Утверждение самоценности духовно-творческой жизни лично­сти, изображение сильных страстей у многих романтиков со­седствует с мотивами «мировой скорби», «ночной» стороны ду­ши. Все это порождало интерес к некоей иной культуре, в су­ществе своем отличной от европейской. Представление о ро­мантичности и духовном богатстве ориентального мира находим, например, у Фридриха Шлегеля (1772 — 1829). Он рассматри-


вает Восток и Запад как извечно чуждые друг другу культуры. Выступая против просветительских воззрений, Шлегель анали­зирует историю как панораму автономных культурных процес­сов. По мнению этого мыслителя, все великие культуры рав­нозначимы, поскольку каждая из них проходит через заранее предопределенные стадии — от мистического откровения дан­ной культуры до ее упадка.

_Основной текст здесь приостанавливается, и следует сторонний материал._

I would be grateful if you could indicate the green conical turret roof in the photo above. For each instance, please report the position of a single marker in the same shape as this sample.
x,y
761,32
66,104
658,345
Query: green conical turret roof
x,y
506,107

Шлегель видел связь событий только в рамках отдельной культуры. Предполагая известную локальность культур, он вместе с тем устанавливал ограничения для контактов между отдельными цивилизациями, ибо каждый диалог им расцени­вался как утрата культурной уникальности и самобытности. Те­оретик романтизма, Шлегель в работе «О языке и мудрости ин­дийцев» отмечает, что человеку, привыкшему к новейшей евро­пейской философии, смелость и фантазия любой восточной системы может показаться пантеистической, т. е. исходящей из обожествления природы.

Шлегель пытается по-своему трактовать проблему устранения индивидуальности, которая характерна для восточных религий. Сторонник ориентальных учений и культов воспитывается в убеж­дении, что его собственная индивидуальная жизнь не столь само­ценна. Ведь он многократно возвращается в этот мир в разных воплощениях. Поэтому его задача состоит в том, чтобы стереть в себе уникальные черты, прислушаться к зову бытия, растворить­ся в нем. Отсюда — проповедь пассивности, аскетизма и безуча­стности, которую европейцы воспринимали как разрушение лич­ности, безразличия к ее самобытности.

Европейски ориентированное сознание не может воспринять эту сторону восточных религий как нечто соблазнительное, пре­льстительное. Ведь западный человек привык к мысли о конечно­сти своего существования. Поэтому он воспринимает свою индиви­дуальность как нечто уникальное, неповторимое. Возвеличивание вселенского бытия европейский индивид оценивает с опаской, с внутренней настороженностью.

И вот, как бы пытаясь снять это недоразумение, раскрыть привлекательные стороны восточных религий, Шлегель утвержда­ет, что в древнеиндийском учении не упраздняется и не отрицает­ся индивидуальность. Напротив, он убежден, что именно ори­ентальные учения проникнуты вниманием к индивидуальности, что они содержат методику пробуждения духа, развития телесных и духовных способностей личности.